Here’s the List version:
def randomSubset[T](n: Int, xs: List[T]): List[T] = {
val result = collection.mutable.ListBuffer[T]()
var i = 0
var resultSize = 0
val size = xs.size
var rest = xs
while (resultSize < n) {
if (util.Random.nextInt(size - i) < n - resultSize) {
result += rest.head
resultSize += 1
}
i += 1
rest = rest.tail
}
result.toList
}
So beautiful!
What about efficiency? If your input collection allows efficient random access and n is small relative to the input size, then you’re better off picking random indices and ignoring duplicates. But if those conditions don’t hold, this algorithm is a contender. Like if you have 100 items and need to pick a random 50 of them, this is a good way.
Thank you Seth. But I insist on my version, which doesn’t use the var but using val only.

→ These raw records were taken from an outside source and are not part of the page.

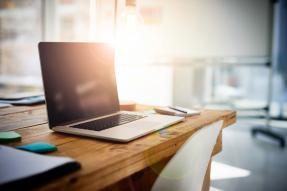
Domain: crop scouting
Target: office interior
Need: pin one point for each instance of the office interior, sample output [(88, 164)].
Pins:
[(223, 54)]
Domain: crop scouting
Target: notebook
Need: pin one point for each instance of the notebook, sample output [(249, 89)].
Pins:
[(20, 168)]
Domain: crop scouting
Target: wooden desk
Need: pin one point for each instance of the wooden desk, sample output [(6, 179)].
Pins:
[(107, 165)]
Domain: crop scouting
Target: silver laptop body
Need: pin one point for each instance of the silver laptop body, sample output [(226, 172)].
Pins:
[(81, 94)]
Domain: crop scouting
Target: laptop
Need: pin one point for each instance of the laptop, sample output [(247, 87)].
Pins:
[(81, 94)]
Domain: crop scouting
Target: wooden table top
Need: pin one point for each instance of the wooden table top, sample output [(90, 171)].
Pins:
[(105, 163)]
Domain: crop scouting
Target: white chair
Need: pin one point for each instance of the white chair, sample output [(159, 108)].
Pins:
[(186, 170)]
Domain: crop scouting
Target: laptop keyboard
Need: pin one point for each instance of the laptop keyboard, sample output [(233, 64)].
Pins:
[(109, 122)]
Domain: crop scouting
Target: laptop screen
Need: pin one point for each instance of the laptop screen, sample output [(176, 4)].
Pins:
[(79, 81)]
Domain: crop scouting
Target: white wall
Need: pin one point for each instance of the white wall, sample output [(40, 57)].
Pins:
[(205, 28)]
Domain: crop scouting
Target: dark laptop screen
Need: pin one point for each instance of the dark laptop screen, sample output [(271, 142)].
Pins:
[(79, 81)]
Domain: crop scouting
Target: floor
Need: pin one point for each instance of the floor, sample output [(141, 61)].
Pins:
[(248, 163)]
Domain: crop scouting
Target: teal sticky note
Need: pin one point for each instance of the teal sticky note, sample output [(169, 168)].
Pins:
[(9, 136), (38, 147)]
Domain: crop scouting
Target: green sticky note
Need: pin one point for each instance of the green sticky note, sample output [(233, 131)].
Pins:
[(9, 136), (38, 147)]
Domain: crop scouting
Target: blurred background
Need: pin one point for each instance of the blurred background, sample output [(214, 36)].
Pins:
[(224, 54)]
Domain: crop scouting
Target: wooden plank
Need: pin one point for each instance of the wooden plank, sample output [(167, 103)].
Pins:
[(105, 163), (128, 158)]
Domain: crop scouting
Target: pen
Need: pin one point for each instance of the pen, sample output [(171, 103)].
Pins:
[(176, 109)]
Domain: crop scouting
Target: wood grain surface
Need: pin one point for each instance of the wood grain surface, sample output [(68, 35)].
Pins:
[(106, 163)]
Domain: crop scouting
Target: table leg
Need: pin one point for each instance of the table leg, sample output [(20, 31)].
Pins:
[(206, 181)]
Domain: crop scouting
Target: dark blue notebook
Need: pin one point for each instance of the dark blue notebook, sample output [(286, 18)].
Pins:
[(23, 170)]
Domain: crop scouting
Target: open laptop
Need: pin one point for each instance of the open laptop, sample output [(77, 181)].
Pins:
[(81, 94)]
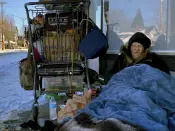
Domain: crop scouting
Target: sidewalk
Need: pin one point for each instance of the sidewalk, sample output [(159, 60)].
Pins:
[(13, 50)]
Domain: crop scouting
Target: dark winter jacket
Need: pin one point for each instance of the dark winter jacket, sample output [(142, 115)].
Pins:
[(124, 60)]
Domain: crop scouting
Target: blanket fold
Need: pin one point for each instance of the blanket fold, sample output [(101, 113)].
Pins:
[(139, 94)]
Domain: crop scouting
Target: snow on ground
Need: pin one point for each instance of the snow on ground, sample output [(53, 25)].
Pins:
[(13, 98)]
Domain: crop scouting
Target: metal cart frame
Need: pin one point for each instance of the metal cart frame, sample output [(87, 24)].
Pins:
[(60, 63)]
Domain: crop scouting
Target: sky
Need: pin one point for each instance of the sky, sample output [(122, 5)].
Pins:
[(15, 9)]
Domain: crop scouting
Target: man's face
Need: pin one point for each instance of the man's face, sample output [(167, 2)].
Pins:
[(137, 50)]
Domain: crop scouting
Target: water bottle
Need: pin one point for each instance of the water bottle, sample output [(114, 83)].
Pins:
[(52, 109)]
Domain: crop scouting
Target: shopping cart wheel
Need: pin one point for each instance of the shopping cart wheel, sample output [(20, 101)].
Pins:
[(35, 111)]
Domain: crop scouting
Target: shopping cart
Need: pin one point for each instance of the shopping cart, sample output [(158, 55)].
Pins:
[(54, 34)]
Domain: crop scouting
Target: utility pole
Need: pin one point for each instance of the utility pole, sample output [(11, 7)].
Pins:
[(161, 23), (2, 13)]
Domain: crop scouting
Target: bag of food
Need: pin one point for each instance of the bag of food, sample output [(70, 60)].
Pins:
[(26, 74)]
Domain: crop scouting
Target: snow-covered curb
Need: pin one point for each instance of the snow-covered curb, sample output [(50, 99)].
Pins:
[(13, 50)]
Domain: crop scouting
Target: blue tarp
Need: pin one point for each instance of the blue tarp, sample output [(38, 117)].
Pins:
[(139, 94)]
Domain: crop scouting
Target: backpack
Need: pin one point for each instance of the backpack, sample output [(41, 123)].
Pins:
[(94, 44)]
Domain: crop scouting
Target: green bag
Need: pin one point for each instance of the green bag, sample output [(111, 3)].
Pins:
[(26, 72)]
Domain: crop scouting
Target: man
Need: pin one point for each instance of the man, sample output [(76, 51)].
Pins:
[(137, 51)]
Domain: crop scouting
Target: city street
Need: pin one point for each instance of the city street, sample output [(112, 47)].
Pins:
[(13, 98)]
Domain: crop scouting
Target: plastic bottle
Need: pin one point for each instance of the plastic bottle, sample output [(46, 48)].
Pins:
[(52, 109)]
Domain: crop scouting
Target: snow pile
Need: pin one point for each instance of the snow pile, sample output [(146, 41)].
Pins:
[(13, 98)]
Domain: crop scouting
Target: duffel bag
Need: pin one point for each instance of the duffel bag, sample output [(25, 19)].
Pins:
[(93, 44)]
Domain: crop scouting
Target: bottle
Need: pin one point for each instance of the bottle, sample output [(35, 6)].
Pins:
[(52, 109)]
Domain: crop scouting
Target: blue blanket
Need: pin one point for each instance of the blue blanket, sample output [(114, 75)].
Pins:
[(139, 94)]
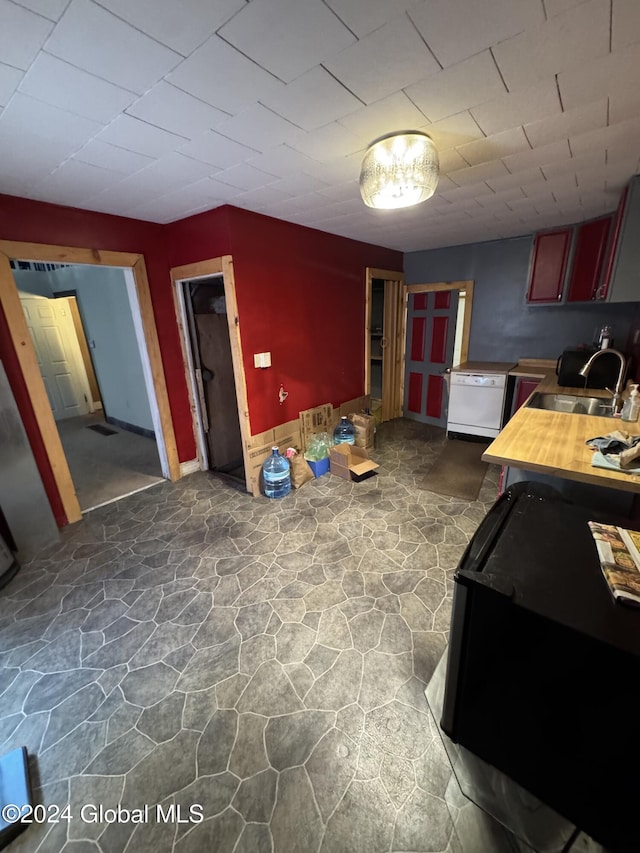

def subset[A](x:List[A],y:Int):List[A] = {
if (x.size < y) {
return x
}
val set = scala.collection.mutable.Set[Int]()
while ( set.size < y ) {
val idx = Random.between(0,x.size)
set += idx
}
set.toList.map(i => x(i) )
}
Not the same at all. Doesn’t solve the same problem.
On input of List.range(0, 100) and n = 10, a typical answer returned by your code is:
List(26, 21, 20, 18, 17, 14, 11, 4, 3, 2)
note that all of the numbers returned are clustered together in the initial part of the range. I believe that’s not what @pengyh wanted. All items in the input collection should have an equal chance of being included in the result.